After conventioneers drafted a document demanding women’s right to vote, many newspapers weighed in. A Lowell (Massachusetts) Courier editorial warned that, with women’s equality, “the lords must wash the dishes, scour up, be put to the tub, handle the broom, darn stockings.” Philadelphia’s Public Ledger and Daily Transcript declared: “A woman is nobody. A wife is everything. The ladies of Philadelphia are resolved to maintain their rights as Wives, Belles, Virgins and Mothers.” The Oneida (New York) Whig declared: “This bolt is the most shocking and unnatural incident ever recorded in the history of womanhood. If our ladies will insist on voting and legislating, where, gentlemen, will be our dinners and our elbows? Where our domestic firesides and the holes in our stockings?”

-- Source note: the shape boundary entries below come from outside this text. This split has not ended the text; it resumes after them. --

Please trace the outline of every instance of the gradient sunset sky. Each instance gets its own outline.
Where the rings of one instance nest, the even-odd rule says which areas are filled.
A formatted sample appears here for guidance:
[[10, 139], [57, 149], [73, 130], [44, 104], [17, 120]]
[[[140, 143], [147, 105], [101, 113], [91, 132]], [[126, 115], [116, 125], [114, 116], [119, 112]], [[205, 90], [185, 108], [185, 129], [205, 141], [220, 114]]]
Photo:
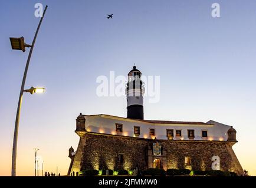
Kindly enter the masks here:
[[[17, 175], [33, 176], [34, 151], [47, 172], [67, 173], [77, 149], [76, 118], [82, 112], [126, 116], [126, 99], [96, 95], [100, 75], [126, 76], [134, 63], [160, 76], [157, 103], [145, 99], [145, 119], [207, 122], [237, 130], [233, 149], [256, 176], [256, 1], [1, 1], [0, 2], [0, 176], [10, 176], [13, 133], [29, 49], [12, 51], [9, 37], [28, 43], [49, 6], [25, 85], [18, 140]], [[221, 6], [221, 18], [211, 5]], [[113, 19], [106, 18], [113, 14]]]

Only one of the more than one hundred signers of the Seneca Falls Declaration of Sentiments was still alive in 1920 when the Nineteenth Amendment giving women the right to vote finally passed.16

It is hard to exaggerate how far the movement to include women in the Declaration of Independence’s “all men are created equal” dictum has come since the Nineteenth Amendment passed. The female college seniors in a class I teach are unable to appreciate how hard and long the struggle to free women from millennia of patriarchal rule has been. They take with a yawn, as a given, as something obvious to any numbskull, that women are equal to men: “Who would question that?”

Our granddaughter will begin elementary school this year with no doubt in her mind that she is as free as any boy in the class to become a nuclear scientist or a neurosurgeon. Someday she will study history and learn to credit her freedom-fighting foremothers.